Our first son had his foreskin removed like most boy babies, right after being born.

But this one?  There were bigger priorities.

Like, ya know, living.

Meyer was born at 29 weeks gestation and has a long and complicated medical history. He lived in the NICU for the first 2 1/2 months of his life.  You can read more about the saga here.  And here.  And here.

As issues have worked themselves out, the penis started to pop up.

Literally.

I learned this from our highly inappropriate nurse, who just spent 20 minutes dropping the word “erection” into the conversation waaaay more often than anyone needed.

Several of Meyer’s doctors have mentioned that things are a little, er, tight on the tallywhacker and indeed, it’s a little hard to do a thorough cleaning job down there. Another one of those tasks, along with wiping poop out of ball crevices, that I never imagined myself doing, yet do every day of my life.

So often, in fact, that sometimes I forget to even wash my hands afterwards.

May I offer you something to eat?

So here we are.

Meyer has been wheeled back and Gabe and I are still talking about the weird conversation we just had with his nurse.

She talked extensively about baby boys’ erections vs. grown men’s erections, about penis pain and how my husband “knew what she was talking about” (wink, wink), about how important it is to men to have pretty penises even though “we women don’t notice.”
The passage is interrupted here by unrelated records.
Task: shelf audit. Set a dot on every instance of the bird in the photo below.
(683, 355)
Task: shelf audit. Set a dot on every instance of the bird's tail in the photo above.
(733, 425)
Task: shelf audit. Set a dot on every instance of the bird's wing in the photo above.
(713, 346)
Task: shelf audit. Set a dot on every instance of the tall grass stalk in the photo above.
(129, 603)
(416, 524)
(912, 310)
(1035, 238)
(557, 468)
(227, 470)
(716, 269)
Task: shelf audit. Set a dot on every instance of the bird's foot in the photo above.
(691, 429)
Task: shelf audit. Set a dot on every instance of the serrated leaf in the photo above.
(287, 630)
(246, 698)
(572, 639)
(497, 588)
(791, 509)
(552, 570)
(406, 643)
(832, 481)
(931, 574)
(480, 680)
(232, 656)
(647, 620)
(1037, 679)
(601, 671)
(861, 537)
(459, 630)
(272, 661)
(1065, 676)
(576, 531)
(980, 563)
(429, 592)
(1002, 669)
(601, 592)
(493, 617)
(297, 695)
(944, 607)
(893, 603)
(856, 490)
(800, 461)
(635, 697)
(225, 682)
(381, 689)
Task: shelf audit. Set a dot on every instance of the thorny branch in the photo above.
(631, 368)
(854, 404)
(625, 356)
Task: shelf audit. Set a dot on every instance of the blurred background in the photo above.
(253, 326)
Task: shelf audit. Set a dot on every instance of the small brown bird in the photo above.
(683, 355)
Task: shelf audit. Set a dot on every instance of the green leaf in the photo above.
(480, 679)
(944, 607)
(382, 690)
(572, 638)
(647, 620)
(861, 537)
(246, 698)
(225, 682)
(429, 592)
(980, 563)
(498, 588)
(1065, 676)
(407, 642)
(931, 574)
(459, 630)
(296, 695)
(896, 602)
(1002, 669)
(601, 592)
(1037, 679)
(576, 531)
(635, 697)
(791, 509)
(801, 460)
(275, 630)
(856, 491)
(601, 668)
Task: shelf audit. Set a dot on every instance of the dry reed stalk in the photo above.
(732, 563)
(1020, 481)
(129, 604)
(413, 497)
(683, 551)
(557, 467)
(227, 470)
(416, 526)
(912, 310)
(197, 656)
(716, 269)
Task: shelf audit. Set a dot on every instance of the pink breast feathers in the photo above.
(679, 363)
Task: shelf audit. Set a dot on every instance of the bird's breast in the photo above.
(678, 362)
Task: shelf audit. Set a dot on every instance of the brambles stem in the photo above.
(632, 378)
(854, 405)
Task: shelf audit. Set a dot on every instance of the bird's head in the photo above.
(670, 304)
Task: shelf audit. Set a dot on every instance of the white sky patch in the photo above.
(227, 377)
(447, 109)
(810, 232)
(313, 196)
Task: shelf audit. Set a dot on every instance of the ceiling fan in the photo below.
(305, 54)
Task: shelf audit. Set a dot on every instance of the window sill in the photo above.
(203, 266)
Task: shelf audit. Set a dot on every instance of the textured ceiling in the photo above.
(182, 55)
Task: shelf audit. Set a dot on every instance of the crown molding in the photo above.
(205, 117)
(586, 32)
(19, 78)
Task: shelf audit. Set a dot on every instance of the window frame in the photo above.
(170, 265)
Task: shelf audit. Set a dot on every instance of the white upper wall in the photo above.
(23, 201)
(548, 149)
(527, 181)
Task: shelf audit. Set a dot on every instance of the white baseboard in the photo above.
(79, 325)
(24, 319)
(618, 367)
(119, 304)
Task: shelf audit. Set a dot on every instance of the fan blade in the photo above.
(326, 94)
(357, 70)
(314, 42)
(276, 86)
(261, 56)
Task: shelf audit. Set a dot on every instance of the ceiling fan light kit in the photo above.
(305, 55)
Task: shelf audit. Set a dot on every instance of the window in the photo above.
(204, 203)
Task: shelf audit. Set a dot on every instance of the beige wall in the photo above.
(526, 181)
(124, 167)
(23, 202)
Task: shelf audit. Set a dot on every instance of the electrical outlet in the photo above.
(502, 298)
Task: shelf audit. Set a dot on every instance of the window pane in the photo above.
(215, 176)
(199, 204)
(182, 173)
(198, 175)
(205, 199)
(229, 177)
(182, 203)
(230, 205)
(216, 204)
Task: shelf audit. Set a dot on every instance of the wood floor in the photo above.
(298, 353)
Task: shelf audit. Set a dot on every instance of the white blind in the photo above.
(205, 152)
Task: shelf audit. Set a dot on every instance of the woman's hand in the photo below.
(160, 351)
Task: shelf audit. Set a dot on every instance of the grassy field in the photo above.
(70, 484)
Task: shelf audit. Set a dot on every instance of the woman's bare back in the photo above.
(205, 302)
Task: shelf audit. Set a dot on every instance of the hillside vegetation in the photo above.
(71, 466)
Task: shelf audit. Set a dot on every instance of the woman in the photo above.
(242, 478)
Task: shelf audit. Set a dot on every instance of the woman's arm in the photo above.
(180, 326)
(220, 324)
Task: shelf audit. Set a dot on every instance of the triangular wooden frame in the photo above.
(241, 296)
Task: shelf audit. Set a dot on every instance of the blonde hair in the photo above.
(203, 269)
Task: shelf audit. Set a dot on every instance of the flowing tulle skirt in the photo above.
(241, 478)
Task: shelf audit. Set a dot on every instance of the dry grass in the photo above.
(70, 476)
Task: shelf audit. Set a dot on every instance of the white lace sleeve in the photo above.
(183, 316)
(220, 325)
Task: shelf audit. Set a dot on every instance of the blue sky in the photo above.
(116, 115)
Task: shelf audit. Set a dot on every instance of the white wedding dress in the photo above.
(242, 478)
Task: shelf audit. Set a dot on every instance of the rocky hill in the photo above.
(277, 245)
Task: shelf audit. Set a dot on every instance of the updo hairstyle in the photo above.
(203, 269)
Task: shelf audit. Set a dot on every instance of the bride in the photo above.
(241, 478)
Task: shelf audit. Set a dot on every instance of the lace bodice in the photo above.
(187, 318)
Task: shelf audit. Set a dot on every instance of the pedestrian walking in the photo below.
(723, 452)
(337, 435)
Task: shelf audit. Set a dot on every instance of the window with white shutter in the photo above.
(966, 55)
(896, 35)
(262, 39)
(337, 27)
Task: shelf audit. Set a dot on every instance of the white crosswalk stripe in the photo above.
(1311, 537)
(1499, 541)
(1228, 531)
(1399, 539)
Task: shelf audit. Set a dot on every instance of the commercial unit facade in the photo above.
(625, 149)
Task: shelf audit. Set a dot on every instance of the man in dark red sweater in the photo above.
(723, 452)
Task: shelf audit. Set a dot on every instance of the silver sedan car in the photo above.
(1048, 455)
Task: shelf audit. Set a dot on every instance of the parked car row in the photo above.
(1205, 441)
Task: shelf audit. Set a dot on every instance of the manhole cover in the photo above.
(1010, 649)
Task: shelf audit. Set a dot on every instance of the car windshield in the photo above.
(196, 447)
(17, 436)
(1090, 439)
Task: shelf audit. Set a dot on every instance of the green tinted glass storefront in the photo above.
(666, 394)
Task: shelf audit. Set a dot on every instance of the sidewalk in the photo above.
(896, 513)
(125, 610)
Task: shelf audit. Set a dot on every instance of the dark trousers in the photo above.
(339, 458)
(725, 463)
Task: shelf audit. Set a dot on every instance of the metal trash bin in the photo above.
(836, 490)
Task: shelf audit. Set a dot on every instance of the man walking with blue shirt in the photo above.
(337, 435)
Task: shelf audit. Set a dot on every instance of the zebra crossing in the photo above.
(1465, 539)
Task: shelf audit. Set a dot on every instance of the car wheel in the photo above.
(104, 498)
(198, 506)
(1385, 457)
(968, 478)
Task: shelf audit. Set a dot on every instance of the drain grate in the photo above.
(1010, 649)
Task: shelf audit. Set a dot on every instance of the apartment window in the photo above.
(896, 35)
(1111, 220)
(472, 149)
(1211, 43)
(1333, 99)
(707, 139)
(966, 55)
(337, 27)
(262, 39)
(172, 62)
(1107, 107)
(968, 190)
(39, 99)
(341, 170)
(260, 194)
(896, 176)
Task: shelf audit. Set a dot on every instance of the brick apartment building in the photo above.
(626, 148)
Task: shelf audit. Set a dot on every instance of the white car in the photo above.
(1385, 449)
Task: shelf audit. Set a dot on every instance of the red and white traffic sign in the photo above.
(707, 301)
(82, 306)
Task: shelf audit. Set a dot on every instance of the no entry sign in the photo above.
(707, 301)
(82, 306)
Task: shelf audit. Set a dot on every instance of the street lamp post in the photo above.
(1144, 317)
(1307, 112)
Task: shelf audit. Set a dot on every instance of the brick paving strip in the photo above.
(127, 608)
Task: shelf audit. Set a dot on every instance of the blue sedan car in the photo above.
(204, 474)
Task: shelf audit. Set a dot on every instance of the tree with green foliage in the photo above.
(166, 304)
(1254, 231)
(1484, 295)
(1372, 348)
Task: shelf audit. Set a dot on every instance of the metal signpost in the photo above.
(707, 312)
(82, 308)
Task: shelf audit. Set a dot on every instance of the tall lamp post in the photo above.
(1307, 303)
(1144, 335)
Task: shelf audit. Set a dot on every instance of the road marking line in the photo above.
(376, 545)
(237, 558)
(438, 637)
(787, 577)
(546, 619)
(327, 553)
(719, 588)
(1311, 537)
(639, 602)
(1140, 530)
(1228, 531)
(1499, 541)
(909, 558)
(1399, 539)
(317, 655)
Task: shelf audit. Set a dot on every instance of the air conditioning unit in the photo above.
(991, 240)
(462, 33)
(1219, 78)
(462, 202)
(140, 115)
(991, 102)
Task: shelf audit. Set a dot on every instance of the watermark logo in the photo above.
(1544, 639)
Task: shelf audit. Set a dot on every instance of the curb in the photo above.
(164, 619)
It went way beyond clinical.

We began to get so uncomfortable neither one of us would make eye contact with her.

When she finally left the room, Gabe said, “That’s way more information than I will ever need to know about my baby son’s boner.”

I did take some comfort, however, in knowing how much  pride an expert surgeon like ours takes in sculpting a fine wiener.

The nurse insists that of all the incredibly complicated surgeries he and the other doctors perform around Children’s Hospital of Atlanta everyday, it’s the well-done wee-wee whacks that they’re proudest of.

Boys and their toys.

And by that, I mean their penises.

Apparently, Meyer’s newly peeled pecker will come with some kind of plastic bell over it, akin to those plastic cones dogs wear.

This should be a fun new skill for me to acquire.  Cleaning a penis bell.

He won’t hate that at all.

It’s 9:30 in the morning.  Do you know where your foreskin is?